AAJ: There is also Machine Mass which played the Liège Jazz festival in May, 2013.

MD: Machine Mass was originally a duet Tony Bianco and I created in 2010. Our first album came out in 2011 and marked a new turn in my development as a musician, as computers and electronics have become an integral part of the writing process. Our current repertoire has an electro-jazz-groove flavor but we are also using more "ethnic" instruments such as the bouzouki, the tempura, and the wooden flute.

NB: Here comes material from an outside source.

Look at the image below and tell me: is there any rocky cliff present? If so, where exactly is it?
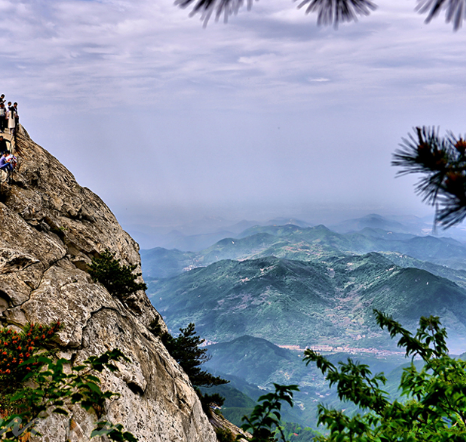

We use computer-generated loops and samples which we control and manipulate live. If I had to describe the music of Machine Mass (or my other bands for that matter), I wouldn't use the word "fusion"—which smells increasingly funny. Of course, we like to combine composition and improvisation, jazz and "world music," but we also incorporate elements of jazz, punk, psychedelia and very long loops, which is very unusual in the world of electronic music, where the loop is essentially used for a short segment, reinforcing the beat. Some people have also connected it with Miles Davis' modal period, but I would also hesitate to call it "modal" because the harmonic textures of the pieces change all the time—maybe that's what Ornette Coleman meant by "pantonal." The cycles built by the loops are so long that their ends and beginnings are sometimes difficult to identify.

AAJ: The new Machine Mass album, which you've recorded with Dave Liebman and Tony Bianco, is about to be released by MoonJune. How did it come about?

MD: For Tony, it is the continuation of an electro-jazz band he started with Dave years ago and which was called Monkey Dance—they had an album released by FMR in 2006. Machine Mass revived that project, and Tony asked Dave (who had heard the first Machine Mass CD) if he'd like to do a recording with us as a trio. We went into the studio in the fall of 2012 and recorded the album in one day. Prior to that we exchanged charts and ideas for structures—the rest happened in the studio, where playing with Dave and Tony proved extremely enriching and inspiring. It really became a collective endeavor as Dave was involved in the different stages of the mix and co-authored some of the tracks. To me it's a very different album, full of different colors, strange drones and deeper, spiritual textures.